We often worry about unhealthy food choices because they can make us gain those dreaded extra pounds that are so easy and hard to eliminate. Sadly, bad eating habits also affect bone health. Osteoporosis and osteopenia (a precursor of osteoporosis) are directly related to what and how we eat, among other factors. Knowledge is power, so being aware of the nutrients you need allows you to make healthier food choices and promote health for the entire body, not just for bones.
What is osteoporosis?
Osteoporosis, which means “porous bones” in Greek, is a bone disease of reduced bone mineral density. This practically makes bones more fragile. Thus, the risk of fracture is greatly increased. Minor accidents that usually lead to only a bruise or a scratch can cause bone breaks if osteoporosis is present.
Osteopenia is a condition where bone mineral density is lower than normal but less severe than osteoporosis. Also, osteopenia doesn’t necessarily lead to osteoporosis.
Statistically, women are at higher risk of developing osteoporosis than men are. Firstly, because they have lower bone density than men to begin with, and secondly, because of the hormonal changes caused by menopause.
While osteoporosis itself is not lethal, the bone fractures it causes can develop complications, especially in elderly individuals. Fortunately, with some lifestyle changes, including nutrition and exercise, the risk of developing osteoporosis can be reduced. If the illness is already present, its advancement can be stopped and even reversed.
Essential nutrients for strong bones
Calcium & Vitamin D – These two nutrients are already common knowledge, and no one denies their important role in bone health. You mostly see them grouped because vitamin D increases calcium absorption. Since the human organism cannot produce calcium independently, we need to get it from our food.
Magnesium – Mostly known for its “mood-boosting” effects, magnesium does so much more in the human organism than help us fight stress or depression. One of its roles is activating the enzymes that help the body synthesize vitamin D. In other words, the “calcium & vitamin D” duo should actually be a trio.
Potassium – This mineral helps regulate acid-base levels, otherwise known as pH in blood and tissue. When the metabolic acid level increases, calcium is removed from the bones and used to counteract them.

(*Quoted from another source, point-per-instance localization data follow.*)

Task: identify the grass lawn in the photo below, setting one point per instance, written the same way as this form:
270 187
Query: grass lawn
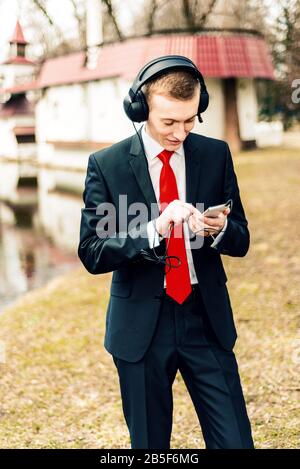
59 387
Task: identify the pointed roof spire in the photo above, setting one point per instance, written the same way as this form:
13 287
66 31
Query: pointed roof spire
18 36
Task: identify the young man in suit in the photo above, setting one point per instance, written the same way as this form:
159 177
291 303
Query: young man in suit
169 307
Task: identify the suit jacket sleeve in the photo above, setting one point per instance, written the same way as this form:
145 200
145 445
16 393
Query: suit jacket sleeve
104 254
236 238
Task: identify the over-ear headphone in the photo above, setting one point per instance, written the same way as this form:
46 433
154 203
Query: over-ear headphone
135 104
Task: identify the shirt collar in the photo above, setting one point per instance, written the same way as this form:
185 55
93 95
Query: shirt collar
153 148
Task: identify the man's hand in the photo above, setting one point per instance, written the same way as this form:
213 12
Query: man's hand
206 226
175 212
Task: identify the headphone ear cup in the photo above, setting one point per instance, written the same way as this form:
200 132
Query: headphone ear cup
204 100
127 106
137 110
143 109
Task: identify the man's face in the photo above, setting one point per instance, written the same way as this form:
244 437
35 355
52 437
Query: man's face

If the body has sufficient potassium, it will do the job instead, protecting calcium in bones.
Phosphorus – Hydroxyapatite, a calcium phosphate mineral, is the main component in bones and teeth making the bone matrix hard.

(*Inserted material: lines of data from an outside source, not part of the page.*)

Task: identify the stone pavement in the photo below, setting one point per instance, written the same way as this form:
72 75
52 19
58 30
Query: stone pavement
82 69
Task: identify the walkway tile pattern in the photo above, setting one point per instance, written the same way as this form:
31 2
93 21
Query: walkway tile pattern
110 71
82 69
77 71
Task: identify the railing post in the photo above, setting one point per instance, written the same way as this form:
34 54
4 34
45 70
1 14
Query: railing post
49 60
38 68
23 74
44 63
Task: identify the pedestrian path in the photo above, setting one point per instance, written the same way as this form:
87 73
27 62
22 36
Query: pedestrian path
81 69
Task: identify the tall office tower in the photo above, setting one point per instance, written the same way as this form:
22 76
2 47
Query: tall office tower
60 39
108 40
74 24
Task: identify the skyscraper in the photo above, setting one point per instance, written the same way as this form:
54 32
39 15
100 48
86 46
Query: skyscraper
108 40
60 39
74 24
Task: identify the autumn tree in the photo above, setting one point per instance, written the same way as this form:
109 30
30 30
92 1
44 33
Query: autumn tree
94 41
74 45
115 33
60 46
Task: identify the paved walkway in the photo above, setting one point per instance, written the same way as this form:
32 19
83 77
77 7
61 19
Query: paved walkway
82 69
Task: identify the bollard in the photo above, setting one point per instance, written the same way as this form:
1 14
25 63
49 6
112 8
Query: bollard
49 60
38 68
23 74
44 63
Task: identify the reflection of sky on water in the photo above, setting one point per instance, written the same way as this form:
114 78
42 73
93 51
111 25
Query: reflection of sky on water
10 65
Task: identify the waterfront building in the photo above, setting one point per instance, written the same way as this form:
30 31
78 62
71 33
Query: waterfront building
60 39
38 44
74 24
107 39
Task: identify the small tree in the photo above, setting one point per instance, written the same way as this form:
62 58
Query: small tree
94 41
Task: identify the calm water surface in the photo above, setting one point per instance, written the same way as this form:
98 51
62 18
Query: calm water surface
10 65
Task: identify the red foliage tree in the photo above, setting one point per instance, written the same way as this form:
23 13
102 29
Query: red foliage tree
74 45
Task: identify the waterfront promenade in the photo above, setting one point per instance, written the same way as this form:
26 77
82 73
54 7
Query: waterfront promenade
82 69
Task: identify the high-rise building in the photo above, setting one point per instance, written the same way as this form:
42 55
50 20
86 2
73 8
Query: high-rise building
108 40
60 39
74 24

Vitamin K – It has an important role in bone metabolism as it supports the production of osteocalcin (a noncollagenous protein found in bone) by osteoblasts.
Vitamin C – Our favorite immunity-enhancing vitamin also promotes the development of osteoblasts, the cells responsible for bone formation, and suppresses osteoclasts, the cells that cause bone resorption.
Natural food sources contain all the vitamins and minerals needed to sustain bone health. Nevertheless, there are cases when supplements are needed to acquire daily recommended amounts for all of them.
Before taking any bone health supplements, please consult your doctor since they can interact with certain medications or aggravate existing health conditions.